Banks hit with further £1.5bn mis-selling fine
BRITAIN’S biggest banks are braced for another compensation bill with regulators today expected to tell them to pay up to £1.5bn for consumers wrongly sold credit card protection from insurer CPP.
The settlement will repay customers who bought insurance through the group from 2005 onwards, and includes those who wrongly thought they were buying identity theft protection, as well as unnecessarily buying cover in case of fraudulent use of credit cards.
All the big four lenders are thought to be affected, though to varying extents as not all banks used the CPP’s services for the whole period covered by the deal.
Another handful of smaller names are also likely to be included in the settlement.

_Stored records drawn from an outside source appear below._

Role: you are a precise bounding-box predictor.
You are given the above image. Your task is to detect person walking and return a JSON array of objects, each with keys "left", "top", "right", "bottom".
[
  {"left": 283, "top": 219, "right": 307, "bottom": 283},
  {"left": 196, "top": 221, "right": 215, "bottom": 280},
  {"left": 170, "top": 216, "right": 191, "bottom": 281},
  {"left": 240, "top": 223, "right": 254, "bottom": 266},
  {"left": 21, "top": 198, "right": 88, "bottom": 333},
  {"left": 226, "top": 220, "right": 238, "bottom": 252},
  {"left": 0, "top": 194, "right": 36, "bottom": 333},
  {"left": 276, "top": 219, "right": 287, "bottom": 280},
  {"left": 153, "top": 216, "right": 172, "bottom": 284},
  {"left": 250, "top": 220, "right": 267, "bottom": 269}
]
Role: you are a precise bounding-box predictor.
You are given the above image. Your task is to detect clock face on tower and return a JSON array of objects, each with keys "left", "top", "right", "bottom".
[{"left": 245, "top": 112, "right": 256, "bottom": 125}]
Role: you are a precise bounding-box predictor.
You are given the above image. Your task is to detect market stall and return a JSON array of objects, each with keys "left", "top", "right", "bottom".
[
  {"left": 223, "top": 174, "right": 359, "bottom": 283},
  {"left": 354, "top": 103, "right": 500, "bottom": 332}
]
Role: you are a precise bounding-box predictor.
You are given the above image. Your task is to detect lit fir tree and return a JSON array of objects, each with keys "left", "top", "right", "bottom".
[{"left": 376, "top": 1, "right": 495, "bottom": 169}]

The CPP compensation scheme, first reported last night by Sky News, will also require customers to vote in favour of the payouts.
City watchdog the Financial Conduct Authority is likely to unveil the plan alongside CPP’s financial results this morning.
The charge comes on top of payment protection insurance redress bills of more than £17bn, as well as several billion more for interest rate swap misselling.
The sector had struggled to come to terms with the tougher stance taken by regulators on selling.
Practices which were deemed suitable a decade ago are now out of favour, leading to the PPI compensation payouts.
In the PPI case, banks initially opposed compensation cases and failed to agree a straightforward redress system.
As a result they and the FCA head Martin Wheatley have worked to settle claims quickly to prevent cases like swaps mis-selling dragging on, as well as looking to pre-emptively prevent similar scandals arising in future.